Reminds me of this game I used to play called Creatures - a sort of life sim with monkey-like animals that you were supposed to nurture, teach, protect. There were a few people, though, who played the game by 'torturing' the 'animals', slapping them constantly, starving them, and drowning them. They had sites detailing their creatures' little misadventures.
This caused a lot of people to get up in arms, complaining about cruelty to animals and whatnot. I mean, these people were -pissed-. It was very strange to me, considering that they were a bunch of electric signals in a machine and had no personal wills. It must have been because they were cute - if they'd looked like starfish, nobody would have cared.
She wants to make people pause and make sense of this little robot traversing washington square park--not something that happens everyday.
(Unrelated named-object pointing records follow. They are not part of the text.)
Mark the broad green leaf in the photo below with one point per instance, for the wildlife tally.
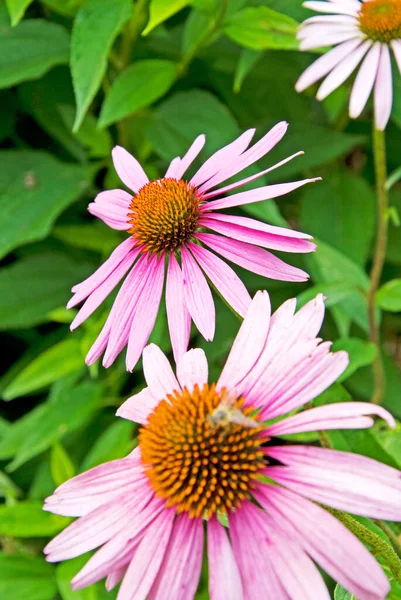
(261, 28)
(96, 26)
(329, 209)
(34, 189)
(61, 465)
(63, 414)
(360, 354)
(160, 11)
(28, 519)
(138, 86)
(35, 285)
(24, 577)
(388, 296)
(16, 9)
(31, 49)
(58, 361)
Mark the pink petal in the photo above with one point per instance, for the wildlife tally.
(259, 238)
(145, 315)
(225, 280)
(138, 407)
(192, 369)
(224, 577)
(104, 289)
(128, 169)
(178, 170)
(262, 147)
(198, 296)
(148, 558)
(178, 317)
(252, 258)
(364, 81)
(327, 541)
(324, 64)
(179, 573)
(219, 159)
(343, 70)
(266, 192)
(158, 372)
(383, 89)
(249, 342)
(333, 416)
By doing this, she has a lens into how people would interact with something (not necessarily human) in familiar spaces.
But does it really tell anything about the "relationship to space", or does it instead help us understand the "relationship to anthropomorphized robots". Without rigorously testing the robots in different contexts, it's pretty difficult to see what this says about "spaces" generally.
Also, the writing of this website is excessively jargon-y, and reads like business (or perhaps the worst kind of academic) babble:
> The Tweenbot’s unexpected presence in the city created an unfolding narrative that spoke not simply to the vastness of city space and to the journey of a human-assisted robot, but also to the power of a simple technological object to create a complex network powered by human intelligence and asynchronous interactions. But of more interest to me, was the fact that this ad-hoc crowdsourcing was driven primarily by human empathy for an anthropomorphized object. <
I see a lot of that kind of writing: it's taught quite consistently to fine arts students, where it does actually have a use in persuading funding bodies to give money. If you say to a funding body "We want to look at the relationship between human beings and anthropomorphic robots!" you get nothing, but if you say "We want to look at the relationship between place and space and internal subjectivity through [blah blah blah]" you get money to build cool robots and let them loose on the park.
The only flaw with the plan is that this kind of stuff leaks out of that confine and infects discourse outside of art funding bodies.